Jerome Powell wants to interpret the signs correctly. Only if inflation continues to level off will the Fed chief of the US Federal Reserve plan to lower the key interest rate again. He announced this on Wednesday. In his opinion and that of his colleagues, it is still too early for this. That is why the US central bankers paused interest rates for the fourth time in a row and left the key interest rate at its current level of 5.25 to 5.50 percent. As a reason, they cited the continued high inflation in the USA. This was still 3.4 percent in December and is still above the Federal Reserve’s (Fed) target of two percent.

This is unlikely to ease the pressure on Powell and his colleagues: In order to combat high inflation, they had raised the key interest rate to its highest level in 23 years since the summer of 2022. Nevertheless, the US was spared the recession that usually follows interest rate hikes. In the fourth quarter of last year, the US economy grew by over three percent – more than the economies of most industrialized countries. The American job miracle also continued, even if the number of newly created jobs has not recently increased as rapidly as it did a few months ago.

“We need more evidence that inflation is really falling in the long term”

This has raised expectations for the central bank to cut interest rates. Expectations that Powell dampened for the time being. In December, the Fed promised three interest rate cuts in 2024, without giving a specific date. Powell now reiterated this goal, but remained vague about the timetable. He considers it unlikely that the key interest rate will be cut at the next meeting of the central bankers at the end of March. “We need more evidence that inflation is truly declining on a sustained basis,” Powell said. He and his colleagues still lack the necessary confidence that the trend reversal has been achieved.

Rather, they find themselves in a dilemma: if they lower interest rates too early, they risk a new flare-up of inflation and may even have to raise the key interest rate again. If they delay cutting interest rates for too long, the US economy could end up in a crisis. The American real estate market has already cooled down due to high interest rates. So it’s all about the right timing.

Jerome Powell is part of the caution team. His predecessor, current US Treasury Secretary Janet Yellen, recently predicted a soft landing for the US economy. Despite the high interest rates, the economy has developed surprisingly well, according to not only Yellen’s assessment, but also that of many economists. Powell doesn’t want to know anything about it. It is still too early to declare victory, he emphasized. He does not believe that inflation will return to the record levels of two years ago. But there is a risk that it will remain at its high level.
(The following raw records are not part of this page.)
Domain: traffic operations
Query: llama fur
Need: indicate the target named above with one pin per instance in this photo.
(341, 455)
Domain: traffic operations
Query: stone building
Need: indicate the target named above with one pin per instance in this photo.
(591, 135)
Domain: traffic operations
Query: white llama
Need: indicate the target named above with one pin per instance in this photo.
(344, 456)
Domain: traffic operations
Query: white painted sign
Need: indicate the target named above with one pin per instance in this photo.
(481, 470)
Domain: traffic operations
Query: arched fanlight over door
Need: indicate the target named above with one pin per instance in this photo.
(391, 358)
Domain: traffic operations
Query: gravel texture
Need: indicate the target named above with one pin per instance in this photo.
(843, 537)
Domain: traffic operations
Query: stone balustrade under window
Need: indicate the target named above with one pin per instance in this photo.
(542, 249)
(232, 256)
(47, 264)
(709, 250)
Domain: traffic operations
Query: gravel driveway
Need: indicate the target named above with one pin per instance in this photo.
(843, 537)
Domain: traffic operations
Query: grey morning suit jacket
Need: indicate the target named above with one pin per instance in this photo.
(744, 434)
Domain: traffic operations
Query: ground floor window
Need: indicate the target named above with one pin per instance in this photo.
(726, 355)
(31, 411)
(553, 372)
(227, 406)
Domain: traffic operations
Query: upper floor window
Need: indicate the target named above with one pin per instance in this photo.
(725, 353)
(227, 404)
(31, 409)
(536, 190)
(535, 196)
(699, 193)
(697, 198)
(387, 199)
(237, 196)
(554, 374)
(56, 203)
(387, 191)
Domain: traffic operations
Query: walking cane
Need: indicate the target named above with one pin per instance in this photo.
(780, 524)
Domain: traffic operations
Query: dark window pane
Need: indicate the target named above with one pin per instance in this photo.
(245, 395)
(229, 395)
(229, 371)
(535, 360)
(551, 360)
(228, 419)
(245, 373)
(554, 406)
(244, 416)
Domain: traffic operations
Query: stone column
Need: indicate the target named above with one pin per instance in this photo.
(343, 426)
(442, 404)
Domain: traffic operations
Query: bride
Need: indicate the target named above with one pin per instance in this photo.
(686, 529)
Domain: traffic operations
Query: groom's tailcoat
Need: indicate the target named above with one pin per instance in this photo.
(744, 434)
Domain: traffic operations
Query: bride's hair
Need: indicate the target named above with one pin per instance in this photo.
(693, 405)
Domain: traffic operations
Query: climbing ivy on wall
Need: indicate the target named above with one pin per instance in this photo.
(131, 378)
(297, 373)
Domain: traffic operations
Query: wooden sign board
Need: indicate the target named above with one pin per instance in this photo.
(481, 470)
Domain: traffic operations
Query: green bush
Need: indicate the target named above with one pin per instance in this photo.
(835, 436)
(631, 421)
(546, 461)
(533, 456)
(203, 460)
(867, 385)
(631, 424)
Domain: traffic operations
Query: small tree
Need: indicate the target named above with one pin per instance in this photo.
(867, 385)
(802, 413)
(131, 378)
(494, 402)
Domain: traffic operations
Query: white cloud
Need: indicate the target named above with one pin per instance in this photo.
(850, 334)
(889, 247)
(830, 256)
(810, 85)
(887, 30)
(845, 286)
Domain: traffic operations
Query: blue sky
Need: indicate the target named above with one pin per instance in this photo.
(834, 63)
The timing is also so important because the USA will elect a new president in November. If Americans are still suffering from price increases – or an economic crisis – towards the end of the year, this could jeopardize Joe Biden’s re-election. According to surveys, many voters already have little confidence in Biden’s economic competence and consider Donald Trump to be better qualified in this regard.

In this respect, Jerome Powell may be the decisive man for Biden and his election prospects. The same applies to Donald Trump, who made Powell head of the Fed during his presidency. Biden left the Republican in office in 2021 despite some criticism from his Democratic party colleagues. Powell dodged the question of whether he would seek a third term in office on Wednesday. He said he had more important things to do right now than think about his career.